Steel dust, produced as thousands of train wheels roll through the tunnels each day, is a major source of pollution in one of the world’s most extensive commuter rail systems. In the study, published this month in the journal Environmental Research, scientists tracked exposure in 39 subway workers and measured biological responses to three metals found in steel dust: iron, chromium and manganese. The study found no strong or consistent evidence of a biological response that might indicate elevated risk of dust-related disease. It also showed that workers were exposed to levels well below standards set by the U.S. Occupational Safety & Health Administration (OSHA).
“The results are good news, even though this was a small pilot study and not a comprehensive evaluation of potential subway-worker health risks from steel dust,” said coauthor Steven Chillrud, a geochemist at Columbia University’s Lamont-Doherty Earth Observatory.
Chillrud got interested in subway air when he coauthored a 2004 study aimed at understanding how and where teenagers were exposed to a variety of air pollutants. He and colleagues recruited high school students in Harlem to wear air-sampling backpacks to measure personal exposure.
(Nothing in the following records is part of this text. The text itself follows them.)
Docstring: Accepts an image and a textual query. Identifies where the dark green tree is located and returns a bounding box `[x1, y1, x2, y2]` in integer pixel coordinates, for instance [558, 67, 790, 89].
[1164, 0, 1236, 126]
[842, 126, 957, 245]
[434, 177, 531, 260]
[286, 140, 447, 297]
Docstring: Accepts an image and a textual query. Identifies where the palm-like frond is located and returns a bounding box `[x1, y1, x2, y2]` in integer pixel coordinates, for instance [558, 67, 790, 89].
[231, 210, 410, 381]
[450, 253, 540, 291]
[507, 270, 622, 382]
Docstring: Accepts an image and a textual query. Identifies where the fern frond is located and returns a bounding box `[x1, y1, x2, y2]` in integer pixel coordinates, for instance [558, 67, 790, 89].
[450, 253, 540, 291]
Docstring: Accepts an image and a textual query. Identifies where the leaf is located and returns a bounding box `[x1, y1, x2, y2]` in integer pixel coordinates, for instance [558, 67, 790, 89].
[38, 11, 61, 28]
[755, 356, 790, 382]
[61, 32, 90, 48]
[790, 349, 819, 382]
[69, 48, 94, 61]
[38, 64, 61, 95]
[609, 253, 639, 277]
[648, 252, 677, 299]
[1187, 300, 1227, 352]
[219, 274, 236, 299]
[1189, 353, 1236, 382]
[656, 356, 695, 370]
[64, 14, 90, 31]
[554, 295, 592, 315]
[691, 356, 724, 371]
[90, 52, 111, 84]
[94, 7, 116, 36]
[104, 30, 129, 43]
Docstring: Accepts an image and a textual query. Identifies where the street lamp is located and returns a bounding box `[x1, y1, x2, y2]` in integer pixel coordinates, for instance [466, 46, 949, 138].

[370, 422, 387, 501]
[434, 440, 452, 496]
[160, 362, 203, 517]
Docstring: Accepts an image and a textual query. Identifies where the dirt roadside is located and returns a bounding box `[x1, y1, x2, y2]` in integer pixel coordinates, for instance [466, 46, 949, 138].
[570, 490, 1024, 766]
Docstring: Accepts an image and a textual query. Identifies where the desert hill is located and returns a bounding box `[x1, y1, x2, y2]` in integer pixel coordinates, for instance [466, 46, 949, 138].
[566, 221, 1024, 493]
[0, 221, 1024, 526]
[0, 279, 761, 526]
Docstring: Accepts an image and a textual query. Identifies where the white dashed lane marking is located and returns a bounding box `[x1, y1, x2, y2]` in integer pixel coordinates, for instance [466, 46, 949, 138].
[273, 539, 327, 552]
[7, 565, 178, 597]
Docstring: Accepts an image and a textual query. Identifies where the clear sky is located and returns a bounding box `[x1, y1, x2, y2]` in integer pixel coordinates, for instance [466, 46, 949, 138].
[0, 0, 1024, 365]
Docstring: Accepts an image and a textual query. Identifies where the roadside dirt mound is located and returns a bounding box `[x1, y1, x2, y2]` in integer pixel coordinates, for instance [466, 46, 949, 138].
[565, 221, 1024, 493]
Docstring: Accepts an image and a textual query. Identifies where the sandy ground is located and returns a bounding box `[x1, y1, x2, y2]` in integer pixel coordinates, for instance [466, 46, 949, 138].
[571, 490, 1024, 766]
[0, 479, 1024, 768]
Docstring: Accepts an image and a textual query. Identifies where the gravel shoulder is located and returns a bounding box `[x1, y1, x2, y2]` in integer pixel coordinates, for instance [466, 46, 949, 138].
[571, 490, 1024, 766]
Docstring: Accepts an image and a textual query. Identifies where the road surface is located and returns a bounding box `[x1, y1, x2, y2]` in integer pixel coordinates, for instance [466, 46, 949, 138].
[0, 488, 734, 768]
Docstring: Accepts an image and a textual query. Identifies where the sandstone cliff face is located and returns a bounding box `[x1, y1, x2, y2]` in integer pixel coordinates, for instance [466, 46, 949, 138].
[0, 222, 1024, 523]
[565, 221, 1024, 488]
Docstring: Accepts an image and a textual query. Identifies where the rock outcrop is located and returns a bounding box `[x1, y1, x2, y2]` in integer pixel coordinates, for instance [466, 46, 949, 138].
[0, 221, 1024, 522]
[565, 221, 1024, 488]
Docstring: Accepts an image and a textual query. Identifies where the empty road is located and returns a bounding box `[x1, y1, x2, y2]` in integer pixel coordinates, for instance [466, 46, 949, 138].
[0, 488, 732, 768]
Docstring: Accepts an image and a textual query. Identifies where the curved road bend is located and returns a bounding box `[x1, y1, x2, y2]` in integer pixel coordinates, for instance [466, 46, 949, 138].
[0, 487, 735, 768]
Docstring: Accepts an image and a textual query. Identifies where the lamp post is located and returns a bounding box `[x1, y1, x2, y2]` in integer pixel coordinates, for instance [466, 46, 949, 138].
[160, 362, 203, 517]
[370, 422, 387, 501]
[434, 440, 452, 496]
At the same time, fixed-site monitors ran inside and outside their homes and school. When the results came in, many students’ backpacks showed much higher airborne levels of iron, manganese and chromium than the fixed-site samplers. These students shared one thing in common: they rode the subway.
To confirm that subways were the source of the metals, Chillrud had a Columbia student collect duplicate air samples while riding trains and sitting in stations. Signature ratios of metals were the same as those seen in the samples collected by the high-school students. Furthermore, the air-borne metal concentrations observed in stations and trains were more than a hundred times higher than above ground. It was lowest in cars, where dust gets trapped by air-conditioning filters, and highest in stations, where trains brake as they reach the platform.